Scientific classification
- Kingdom: Animalia
- Phylum: Chordata
- Class: Aves
- Order: Passeriformes
- Family: Nectariniidae
- Genus: Cinnyris
- Species: C. shelleyi
- Binomial name: Cinnyris shelleyi Alexander, 1899
- Synonyms: Nectarinia shelleyi; Nectarinia hofmanni;

= Shelley's sunbird =

- Genus: Cinnyris
- Species: shelleyi
- Authority: Alexander, 1899
- Conservation status: LC
- Synonyms: Nectarinia shelleyi, Nectarinia hofmanni

Species of bird

Shelley's sunbird (Cinnyris shelleyi) is a species of bird in the sunbird family Nectariniidae. It is found in Democratic Republic of the Congo, Malawi, Mozambique, Tanzania, Zambia and Zimbabwe. The species is named after George Ernest Shelley, an English ornithologist and nephew of poet Percy Bysshe Shelley.

==Taxonomy==
Shelley's sunbird was formally described in 1899 by the explorer and ornithologist Boyd Alexander under the current binomial name Cinnyris shelleyi based on a specimen collected near the Zambezi River, 60 mi downstrean of the junction of the river with the Kafue River. The bird is named after the English ornithologist George Ernest Shelley who had written a book on the sunbirds.

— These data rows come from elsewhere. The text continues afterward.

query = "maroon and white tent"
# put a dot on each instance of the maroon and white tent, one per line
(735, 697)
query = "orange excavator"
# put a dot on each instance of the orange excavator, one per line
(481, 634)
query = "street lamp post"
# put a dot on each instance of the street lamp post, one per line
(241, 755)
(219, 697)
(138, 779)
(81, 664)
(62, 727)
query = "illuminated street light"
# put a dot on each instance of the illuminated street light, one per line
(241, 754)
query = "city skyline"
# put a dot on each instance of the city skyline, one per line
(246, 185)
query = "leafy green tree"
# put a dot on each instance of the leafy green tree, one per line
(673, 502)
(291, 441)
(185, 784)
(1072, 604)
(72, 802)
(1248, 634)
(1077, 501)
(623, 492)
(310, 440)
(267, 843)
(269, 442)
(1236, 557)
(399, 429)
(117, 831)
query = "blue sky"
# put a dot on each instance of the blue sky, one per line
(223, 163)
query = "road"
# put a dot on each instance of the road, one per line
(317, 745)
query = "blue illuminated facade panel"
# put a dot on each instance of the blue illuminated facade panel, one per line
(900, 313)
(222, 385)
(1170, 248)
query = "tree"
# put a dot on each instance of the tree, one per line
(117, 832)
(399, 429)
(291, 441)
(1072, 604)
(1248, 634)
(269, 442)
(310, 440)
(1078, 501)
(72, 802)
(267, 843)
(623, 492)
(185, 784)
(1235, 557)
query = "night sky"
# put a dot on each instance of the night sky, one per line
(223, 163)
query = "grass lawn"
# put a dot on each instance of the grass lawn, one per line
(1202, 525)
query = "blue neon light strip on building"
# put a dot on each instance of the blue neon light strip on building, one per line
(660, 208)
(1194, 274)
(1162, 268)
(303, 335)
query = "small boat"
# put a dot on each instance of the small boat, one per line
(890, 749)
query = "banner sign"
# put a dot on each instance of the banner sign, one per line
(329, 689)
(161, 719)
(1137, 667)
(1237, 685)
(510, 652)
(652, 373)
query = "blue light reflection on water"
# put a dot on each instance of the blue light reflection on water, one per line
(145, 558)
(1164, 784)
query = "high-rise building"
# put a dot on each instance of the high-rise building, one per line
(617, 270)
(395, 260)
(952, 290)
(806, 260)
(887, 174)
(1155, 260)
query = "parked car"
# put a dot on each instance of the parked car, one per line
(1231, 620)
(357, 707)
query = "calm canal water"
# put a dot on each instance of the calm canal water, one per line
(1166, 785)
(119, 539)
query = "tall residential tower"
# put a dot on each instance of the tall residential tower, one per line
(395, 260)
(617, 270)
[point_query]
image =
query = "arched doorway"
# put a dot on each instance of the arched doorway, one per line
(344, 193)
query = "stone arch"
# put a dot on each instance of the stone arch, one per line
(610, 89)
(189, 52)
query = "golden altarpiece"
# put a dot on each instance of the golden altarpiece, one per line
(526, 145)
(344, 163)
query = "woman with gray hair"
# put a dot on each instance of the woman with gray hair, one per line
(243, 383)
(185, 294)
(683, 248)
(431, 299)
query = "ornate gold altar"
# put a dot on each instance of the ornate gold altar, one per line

Two subspecies are recognised:
- C. s. shelleyi Alexander, 1899 – southeast DR Congo to southeast Tanzania, east Zambia, Malawi, and north Mozambique
- C. s. hofmanni Reichenow, 1915 – east Tanzania

The subspecies C. s. hofmanni has sometimes been considered as a separate species, Hofmann's sunbird.